Пошел в пароходство. Там развели руками:
— Смотри, Василий Николаевич, какая ломка кругом, люди уходят, суда в расход пускаем. Иди пока в отпуск, отдохни. Понадобишься — вызовем.
И Василий Мишин стал жить дома.
Люба, жена его, никак не могла успокоиться:
— Ты же моряк, тебе в море надо плавать, а не дома рассиживать!
Василий вяло огрызался:
— Это же временно, Люба, сейчас все устроится, и опять пойду в рейс.
— Какой рейс, какой рейс?! Звонка он ждет.

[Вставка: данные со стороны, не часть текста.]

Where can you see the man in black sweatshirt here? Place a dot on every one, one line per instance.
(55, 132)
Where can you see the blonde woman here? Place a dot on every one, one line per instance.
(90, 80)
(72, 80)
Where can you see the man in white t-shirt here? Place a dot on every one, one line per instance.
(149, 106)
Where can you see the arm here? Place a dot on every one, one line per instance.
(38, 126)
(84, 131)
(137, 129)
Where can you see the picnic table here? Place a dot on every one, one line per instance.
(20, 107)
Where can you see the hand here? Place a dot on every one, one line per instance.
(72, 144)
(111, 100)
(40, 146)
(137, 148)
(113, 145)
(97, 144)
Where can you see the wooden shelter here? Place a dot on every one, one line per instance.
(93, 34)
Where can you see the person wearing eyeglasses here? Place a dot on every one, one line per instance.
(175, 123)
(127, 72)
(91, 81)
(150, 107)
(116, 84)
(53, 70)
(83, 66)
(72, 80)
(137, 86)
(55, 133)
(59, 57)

А не надо уже ничего ждать. Самому надо идти в кадры и проситься. Каждый день надо ходить. Ты смотри, что в стране происходит, что в Архангельске творится! Перестройка хренова! Всех повыгоняли, пьянь одна по дворам ходит.

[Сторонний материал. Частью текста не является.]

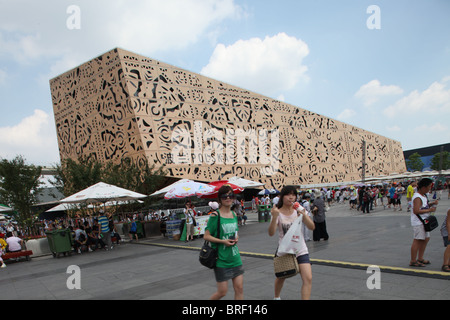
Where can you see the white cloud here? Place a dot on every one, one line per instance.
(34, 138)
(433, 128)
(372, 91)
(434, 100)
(346, 114)
(3, 76)
(267, 66)
(29, 33)
(393, 129)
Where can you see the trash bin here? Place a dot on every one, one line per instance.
(261, 212)
(139, 229)
(60, 241)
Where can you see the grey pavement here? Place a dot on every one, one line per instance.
(163, 269)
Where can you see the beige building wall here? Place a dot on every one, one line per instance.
(121, 104)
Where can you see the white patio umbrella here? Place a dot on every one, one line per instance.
(102, 192)
(244, 183)
(188, 188)
(168, 188)
(4, 208)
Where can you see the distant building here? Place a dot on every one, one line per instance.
(122, 104)
(427, 153)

Но идти и просить за себя Василий никогда не умел. Он искренне ждал: ну позвонят же! Не последний он человек. Но никто не звонил, ничего не предлагал. А жена все корила и корила, и Мишин стал отчаиваться.
Как-то в городе повстречал бывшего однокашника по мореходке Петра Антонова. Знал, что в последнее время тот ходил «вторым» на ледоколе «Диксон». Петя был подвыпившим.

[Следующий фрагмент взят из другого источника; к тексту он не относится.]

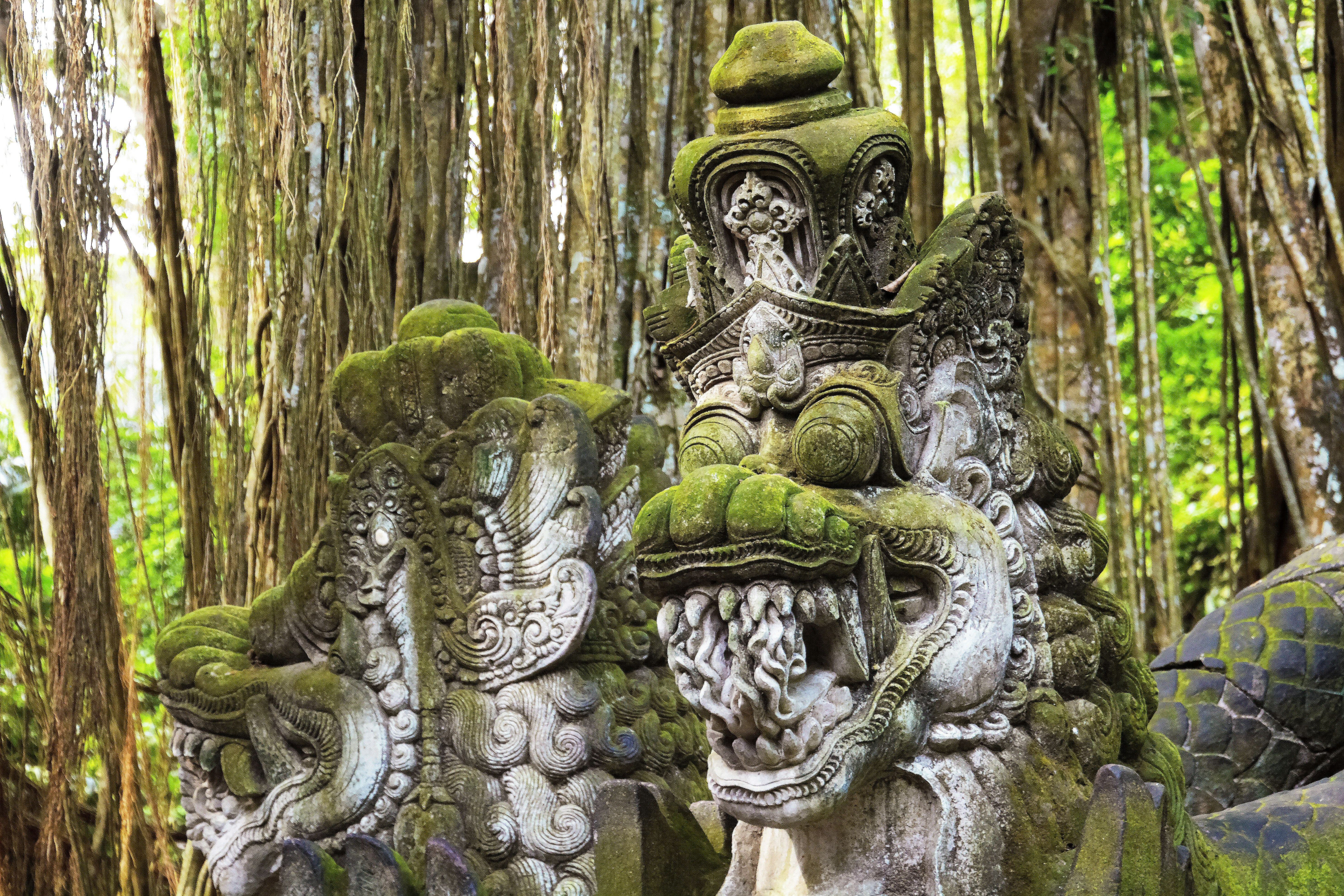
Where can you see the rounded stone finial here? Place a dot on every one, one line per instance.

Василий несказанно обрадовался встрече с давним приятелем. Петя, видно, тоже, но разговора не поддержал. Он был неопрятно одет, от него дурно пахло. Давно не брит. А всегда был такой аккуратный.
— О чем говорить, Вася? — грустно промямлил Петр беззубым ртом. — Все прошло и быльем поросло. У меня ведь теперь и дома нет, жена выгнала, бомжую я. — Он как-то жалко скривился и произнес фразу, от которой у Мишина защемило сердце: — У тебя пару сотен не найдется по старой дружбе? Завтра на опохмел винца бы купить.
С деньгами у Василия тоже давно начались проблемы, но двести рублей нашел. Сунул Пете в карман, и они разошлись.
Петр на прощание помахал рукой и крикнул:
— Заходи, всегда буду рад.
Куда заходить? К бомжу? Нет у него дома.
Василий пытался устроиться в различные организации и фирмы. Но везде требовались сотрудники для банков, юристы, экономисты... Его никуда не брали.
А однажды произошло событие, которое потрясло его.
На улице Профсоюзной, как раз в том месте, где кучковались проститутки, он увидел среди их пестренькой маленькой толпы свою дочь Лену — Аленушку — Аленький цветочек, ту, которую он боготворил всю жизнь, которой привозил из-за границы лучшие наряды и подарки, которая с ним все детство секретничала, шептала ему на ухо девичьи тайны, тайны ребенка, и строго предупреждала: «Только ты, папочка, маме это не рассказывай». И все обнимала его и обнимала своими детскими ручонками. Прикосновения ее ручек так и жили вместе с Василием во время его морских походов. Правда, в последнее время Аленка стала более скрытной и отчужденной.